Rajid mengatakan, hingga saat ini pihaknya telah membangun sebelas unit dapur MBG, sembilan diantaranya telah seratus persen selesai. Sebanyak tujuh unit tahap appraisal, dua proses administrasi dan dua lainnya tahap pembangunan.
Diaebutkan, dapur MBG yang telah dibangun masuk sebagai wilayah Tertinggal, Terdepan dan Terluar (3T) di Kabupaten Bengkulu Utara.
Selain Desa Air Simpang, pihaknya telah membangun dapur MBG di Desa Sekamanak, Bukit Harapan, Gembung Raya, Kinal Jaya, Muara Santan, Limas Jaya, Lebong Tandai, Manganyau Timur, Seberang Tunggal dan Desa Air Kuro.
"Titik-titik ini sesuai dengan perintah Satgas Daerah sekaligus yang menentukan titik dan SK resmi dari BGN," jelasnya.
Sejak Desember 2025, dana pembangunan 11 dapur MBG di wilayah 3T ini ditaksir telah mencapai 1 milyar. Dana ini mencakup alat kelengkapan, sesuai nilai appraisal oleh DJIN dan KPKLN.
"Kami inginkan kepastian, karena hingga saat ini belum ada kejelasan. Kami telah membantu pemerintah, namun kondisinya tak sesuai harapan dan komitmen awal. Kami harapkan segera beroperasi," pintanya.
Dalam waktu dekat, bersama investor lain di Provinsi Bengkulu, Ahmad Rajid akan mendatangi kantor Kepala Regional BGN Provinsi Bengkulu.

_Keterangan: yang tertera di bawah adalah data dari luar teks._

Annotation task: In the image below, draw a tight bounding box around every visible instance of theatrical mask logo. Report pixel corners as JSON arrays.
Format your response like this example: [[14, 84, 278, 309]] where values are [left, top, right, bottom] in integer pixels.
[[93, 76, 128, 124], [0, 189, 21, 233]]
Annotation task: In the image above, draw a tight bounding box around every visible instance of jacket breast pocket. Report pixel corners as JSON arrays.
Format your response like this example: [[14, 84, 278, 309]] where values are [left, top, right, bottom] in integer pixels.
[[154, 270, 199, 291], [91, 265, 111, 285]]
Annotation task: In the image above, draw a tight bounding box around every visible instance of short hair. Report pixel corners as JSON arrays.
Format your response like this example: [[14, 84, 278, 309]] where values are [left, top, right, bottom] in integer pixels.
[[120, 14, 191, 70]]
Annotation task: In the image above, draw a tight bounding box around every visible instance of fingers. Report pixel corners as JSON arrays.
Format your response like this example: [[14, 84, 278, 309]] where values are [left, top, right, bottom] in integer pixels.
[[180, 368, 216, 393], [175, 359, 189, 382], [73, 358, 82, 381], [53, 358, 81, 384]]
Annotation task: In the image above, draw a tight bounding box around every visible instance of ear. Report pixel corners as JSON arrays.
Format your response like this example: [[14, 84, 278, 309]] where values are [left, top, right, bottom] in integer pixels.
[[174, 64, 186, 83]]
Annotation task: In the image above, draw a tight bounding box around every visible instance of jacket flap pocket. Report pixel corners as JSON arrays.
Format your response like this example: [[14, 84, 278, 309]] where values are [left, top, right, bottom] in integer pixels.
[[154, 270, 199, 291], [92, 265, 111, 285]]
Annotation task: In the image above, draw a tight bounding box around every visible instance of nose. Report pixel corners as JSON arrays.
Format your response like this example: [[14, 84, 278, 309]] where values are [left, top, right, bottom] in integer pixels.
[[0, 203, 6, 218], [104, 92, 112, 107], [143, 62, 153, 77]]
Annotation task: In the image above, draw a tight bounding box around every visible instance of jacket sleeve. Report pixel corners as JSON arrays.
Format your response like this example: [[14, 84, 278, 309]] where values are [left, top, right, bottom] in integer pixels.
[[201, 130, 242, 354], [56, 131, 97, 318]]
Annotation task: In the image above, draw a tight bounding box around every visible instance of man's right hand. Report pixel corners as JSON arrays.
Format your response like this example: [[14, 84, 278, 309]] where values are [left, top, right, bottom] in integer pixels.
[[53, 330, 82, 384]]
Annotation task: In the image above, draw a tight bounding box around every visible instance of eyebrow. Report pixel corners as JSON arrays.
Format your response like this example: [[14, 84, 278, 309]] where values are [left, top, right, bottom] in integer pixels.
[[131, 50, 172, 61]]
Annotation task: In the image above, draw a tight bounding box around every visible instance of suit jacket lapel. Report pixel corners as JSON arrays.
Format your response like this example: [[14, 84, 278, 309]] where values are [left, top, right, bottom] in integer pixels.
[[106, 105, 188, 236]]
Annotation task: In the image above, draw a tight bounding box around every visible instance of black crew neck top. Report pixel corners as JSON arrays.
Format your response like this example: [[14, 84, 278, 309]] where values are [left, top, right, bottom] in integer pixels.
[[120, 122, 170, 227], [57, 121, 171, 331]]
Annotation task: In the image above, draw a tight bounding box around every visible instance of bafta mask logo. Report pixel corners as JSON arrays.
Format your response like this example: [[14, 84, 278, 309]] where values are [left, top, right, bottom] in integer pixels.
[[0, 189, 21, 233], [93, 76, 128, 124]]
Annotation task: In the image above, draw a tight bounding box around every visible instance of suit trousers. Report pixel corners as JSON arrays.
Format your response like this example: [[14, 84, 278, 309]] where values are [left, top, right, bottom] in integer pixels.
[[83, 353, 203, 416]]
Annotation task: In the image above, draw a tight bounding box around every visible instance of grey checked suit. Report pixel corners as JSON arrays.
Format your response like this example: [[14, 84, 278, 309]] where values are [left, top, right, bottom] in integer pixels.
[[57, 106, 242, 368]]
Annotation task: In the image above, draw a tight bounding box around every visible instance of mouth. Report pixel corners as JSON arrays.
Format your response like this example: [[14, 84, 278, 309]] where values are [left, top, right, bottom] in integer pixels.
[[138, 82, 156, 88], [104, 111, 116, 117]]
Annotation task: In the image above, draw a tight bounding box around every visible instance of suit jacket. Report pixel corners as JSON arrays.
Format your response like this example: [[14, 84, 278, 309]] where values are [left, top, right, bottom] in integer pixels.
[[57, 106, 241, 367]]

Terpisah, Kepala Dinas Ketahanan Pangan Kabupaten Bengkulu Utara menjelaskan, hingga saat ini Satker Program Makan Bergizi Gratis Kabupaten setempat terus menunggu informasi dari pihak Badan Gizi Nasional.
"Kami juga masih menunggu dari BGN melalui Kepala Regional BGN Provinsi Bengkulu terkait hal ini. Karena teman-teman juga sudah membangun dapur MBG di kawasan 3T," kata Sabani Sekretaris Program MBG Bengkulu Utara, melalui seluler.
Kasus ini menjadi perhatian karena program MBG merupakan salah satu program strategis pemerintah yang bertujuan meningkatkan pemenuhan gizi masyarakat, khususnya bagi kelompok sasaran di berbagai daerah, termasuk kawasan 3T.